BOC will make extensive use of Apple's note synthesizer and the AIF to control the DOC. It will need a very simple interface, perhaps modeled after a Casio type keyboard, that allows teachers and students to play with musical structure without requiring them to learn music theory.


Other IIGS Sound on xTV

Besides the high-level music tools, the IIGS's sound capabilities can be taken advantage of in other ways.


• Sampling

Using the sampling capacity of the IIGS and the Free Form synthesizer, it is possible to build a library of sound effects that could be used to either augment the prerecorded audio portions of xTV or added to teacher/student presentations.

According to Apple engineers, it may soon be possible to use the Free Form synthesizer in conjunction with the note synthesizer, to add compressed narration or an instrument lead line to a note synthesizer sequence.


• Aural feedback

In the very real world in which we live, we receive feedback and assurance through more than just our eyes. While visual feedback is vital to most human processes, we often comprehend much of a given situation with our other senses, most notably our ears. The clickings, whirrings, and buzzings of the mechanical world surround us. While driving, our ears let us know how well our car is running. When we hear the hum of kitchen appliances, we are assured that they are doing their jobs.

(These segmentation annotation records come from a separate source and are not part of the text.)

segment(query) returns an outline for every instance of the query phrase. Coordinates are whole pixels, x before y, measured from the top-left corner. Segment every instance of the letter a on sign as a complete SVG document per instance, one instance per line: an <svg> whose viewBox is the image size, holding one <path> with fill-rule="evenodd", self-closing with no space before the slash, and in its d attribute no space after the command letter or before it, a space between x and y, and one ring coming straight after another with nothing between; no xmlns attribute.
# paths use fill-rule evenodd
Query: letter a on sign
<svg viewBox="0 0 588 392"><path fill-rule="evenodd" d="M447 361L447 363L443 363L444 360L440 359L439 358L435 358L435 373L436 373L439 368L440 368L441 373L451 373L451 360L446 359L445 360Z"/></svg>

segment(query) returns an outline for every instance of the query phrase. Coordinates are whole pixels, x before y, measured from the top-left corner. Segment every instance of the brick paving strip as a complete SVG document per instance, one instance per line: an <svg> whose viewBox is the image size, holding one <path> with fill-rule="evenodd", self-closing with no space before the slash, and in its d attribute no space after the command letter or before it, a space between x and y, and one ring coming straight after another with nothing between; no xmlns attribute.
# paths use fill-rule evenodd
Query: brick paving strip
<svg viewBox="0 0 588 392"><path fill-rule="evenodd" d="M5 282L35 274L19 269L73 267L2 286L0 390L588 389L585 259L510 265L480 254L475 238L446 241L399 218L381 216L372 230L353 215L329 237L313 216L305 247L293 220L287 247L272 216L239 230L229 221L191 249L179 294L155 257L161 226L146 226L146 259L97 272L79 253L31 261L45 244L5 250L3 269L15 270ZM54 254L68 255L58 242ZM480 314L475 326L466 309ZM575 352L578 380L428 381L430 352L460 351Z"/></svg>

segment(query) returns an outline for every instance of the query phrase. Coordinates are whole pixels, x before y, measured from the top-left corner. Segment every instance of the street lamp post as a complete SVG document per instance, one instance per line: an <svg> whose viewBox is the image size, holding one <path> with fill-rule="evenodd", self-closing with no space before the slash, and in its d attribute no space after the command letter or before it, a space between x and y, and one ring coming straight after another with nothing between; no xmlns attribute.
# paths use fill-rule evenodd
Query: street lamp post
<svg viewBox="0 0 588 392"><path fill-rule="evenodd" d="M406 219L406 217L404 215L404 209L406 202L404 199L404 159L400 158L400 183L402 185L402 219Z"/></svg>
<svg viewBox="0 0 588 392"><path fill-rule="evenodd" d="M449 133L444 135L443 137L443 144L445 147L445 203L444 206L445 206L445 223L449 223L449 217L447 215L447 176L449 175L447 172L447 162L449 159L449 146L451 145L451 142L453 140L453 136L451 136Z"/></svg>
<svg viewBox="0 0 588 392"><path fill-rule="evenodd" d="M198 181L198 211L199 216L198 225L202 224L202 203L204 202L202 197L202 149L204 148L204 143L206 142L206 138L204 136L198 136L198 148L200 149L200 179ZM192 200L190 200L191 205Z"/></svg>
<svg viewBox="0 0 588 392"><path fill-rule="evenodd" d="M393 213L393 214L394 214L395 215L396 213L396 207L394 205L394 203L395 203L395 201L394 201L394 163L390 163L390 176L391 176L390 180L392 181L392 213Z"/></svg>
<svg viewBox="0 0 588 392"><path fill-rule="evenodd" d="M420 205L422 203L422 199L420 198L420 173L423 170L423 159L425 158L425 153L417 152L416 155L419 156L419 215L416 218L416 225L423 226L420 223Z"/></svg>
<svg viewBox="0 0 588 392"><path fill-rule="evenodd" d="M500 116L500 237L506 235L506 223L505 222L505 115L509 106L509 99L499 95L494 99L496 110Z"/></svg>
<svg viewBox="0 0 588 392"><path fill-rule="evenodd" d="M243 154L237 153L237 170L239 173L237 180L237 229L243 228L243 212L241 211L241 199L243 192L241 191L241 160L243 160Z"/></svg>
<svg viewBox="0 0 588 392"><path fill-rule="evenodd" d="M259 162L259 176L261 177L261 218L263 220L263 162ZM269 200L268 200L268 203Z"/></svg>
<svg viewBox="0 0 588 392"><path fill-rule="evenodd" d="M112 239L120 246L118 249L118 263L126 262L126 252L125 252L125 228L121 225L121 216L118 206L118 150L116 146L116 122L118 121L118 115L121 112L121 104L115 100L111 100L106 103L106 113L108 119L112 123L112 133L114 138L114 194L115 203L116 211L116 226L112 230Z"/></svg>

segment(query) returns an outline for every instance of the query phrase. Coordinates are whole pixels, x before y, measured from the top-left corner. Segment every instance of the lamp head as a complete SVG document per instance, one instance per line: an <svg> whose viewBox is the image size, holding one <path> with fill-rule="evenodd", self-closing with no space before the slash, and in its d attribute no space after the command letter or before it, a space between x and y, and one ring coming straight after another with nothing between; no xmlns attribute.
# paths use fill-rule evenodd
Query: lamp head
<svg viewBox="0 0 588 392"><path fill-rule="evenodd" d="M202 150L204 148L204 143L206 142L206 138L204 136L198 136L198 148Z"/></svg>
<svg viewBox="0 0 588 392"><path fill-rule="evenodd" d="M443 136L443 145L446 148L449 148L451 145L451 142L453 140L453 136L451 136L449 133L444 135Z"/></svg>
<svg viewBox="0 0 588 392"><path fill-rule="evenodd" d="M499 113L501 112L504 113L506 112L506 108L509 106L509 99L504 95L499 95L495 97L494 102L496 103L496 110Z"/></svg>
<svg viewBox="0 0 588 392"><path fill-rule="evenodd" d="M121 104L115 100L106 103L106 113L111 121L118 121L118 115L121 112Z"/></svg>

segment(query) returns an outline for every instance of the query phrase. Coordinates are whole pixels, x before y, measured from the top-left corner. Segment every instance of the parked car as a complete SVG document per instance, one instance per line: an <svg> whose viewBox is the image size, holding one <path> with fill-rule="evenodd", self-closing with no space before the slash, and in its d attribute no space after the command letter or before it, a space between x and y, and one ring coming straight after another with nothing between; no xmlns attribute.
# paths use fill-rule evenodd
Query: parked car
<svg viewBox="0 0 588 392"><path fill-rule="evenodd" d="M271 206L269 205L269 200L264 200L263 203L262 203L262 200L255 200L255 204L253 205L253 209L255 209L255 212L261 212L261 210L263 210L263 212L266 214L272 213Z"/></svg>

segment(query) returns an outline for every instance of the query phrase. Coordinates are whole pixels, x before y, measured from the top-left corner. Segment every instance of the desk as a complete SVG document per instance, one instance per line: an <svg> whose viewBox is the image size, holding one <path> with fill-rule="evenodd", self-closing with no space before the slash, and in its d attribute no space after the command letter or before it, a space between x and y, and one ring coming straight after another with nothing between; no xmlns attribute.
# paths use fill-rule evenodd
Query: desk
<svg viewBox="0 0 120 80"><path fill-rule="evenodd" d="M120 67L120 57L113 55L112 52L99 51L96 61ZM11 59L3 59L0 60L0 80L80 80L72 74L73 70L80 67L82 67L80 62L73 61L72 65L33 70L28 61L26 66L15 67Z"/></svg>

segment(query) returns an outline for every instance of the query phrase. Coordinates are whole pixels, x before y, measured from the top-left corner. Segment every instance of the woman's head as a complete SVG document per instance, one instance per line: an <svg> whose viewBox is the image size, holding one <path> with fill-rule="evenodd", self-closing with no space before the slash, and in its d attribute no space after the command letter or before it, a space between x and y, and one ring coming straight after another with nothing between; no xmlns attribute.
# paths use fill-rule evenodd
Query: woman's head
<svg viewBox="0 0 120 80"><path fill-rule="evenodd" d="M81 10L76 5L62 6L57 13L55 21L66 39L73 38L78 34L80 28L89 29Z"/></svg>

And while wandering through the rest of the world, our ears work very closely with our eyes to guide us.

It is this type of aural feedback that should be a part of the xTV Workshop. By having the xTV remote control generate tones when buttons are pressed, or having each channel on xTV make its own unique sound, this feedback will let the teacher or student using xTV know that they are in the right place, on the right channel, that the system is listening to them, and that everything is AOK. Using the sound generators of the IIGS, we hope to be able to explore and develop this concept.

xTV Accessory Board

The xTV Accessory Board will contain all of the non-standard Apple IIGS hardware that is necessary to the xTV system. The board needs an audio section (described below), a CD-ROM port, and ROM. (See the companion report on the xTV Classroom System)

The audio section of the board must have a decompressor for the audio data coming in the board's CD-ROM port, an 8-bit digital to analog converter, an audio amplifier, and an audio source switcher to select between the three xTV sound sources. It would be very desirable to replace the audio source switcher with an audio mixer so that rather than just being able to select the current sound source, you could mix together all three xTV sources. This could be useful for adding sound effects from the IIGS to an already created score on the videodisc or the CD-ROM, mixing a heavily compressed narration from the CD-ROM with music from the IIGS, or any number of creative mixing applications.



Technical Summary

The two technical demands that must be met in order for xTV to be successful are a good audio compression scheme and the necessary cleanup of the IIGS audio output.

Without a good compression scheme and capable decompression electronics, the ability of xTV to have an entire semester's worth of educational material online and easily accessible will be impossible. While audio quality remains very important, the more digital audio data that can be compressed on a single CD-ROM, the more cost effective and genuinely useful the xTV setup can become. We need to create a product so easy to use that once the system is set up, it takes nothing more than turning on a single switch to be up and running. Being able to have all of the soundtracks online all of the time is a necessary part of the xTV system.

The other technical problem that must be tackled is the cleanup of the IIGS audio output. It is impossible for this report to stress too strongly the opinion that if the audio quality of the IIGS is not significantly improved, its use in the xTV system will be severely limited, or even non-existent.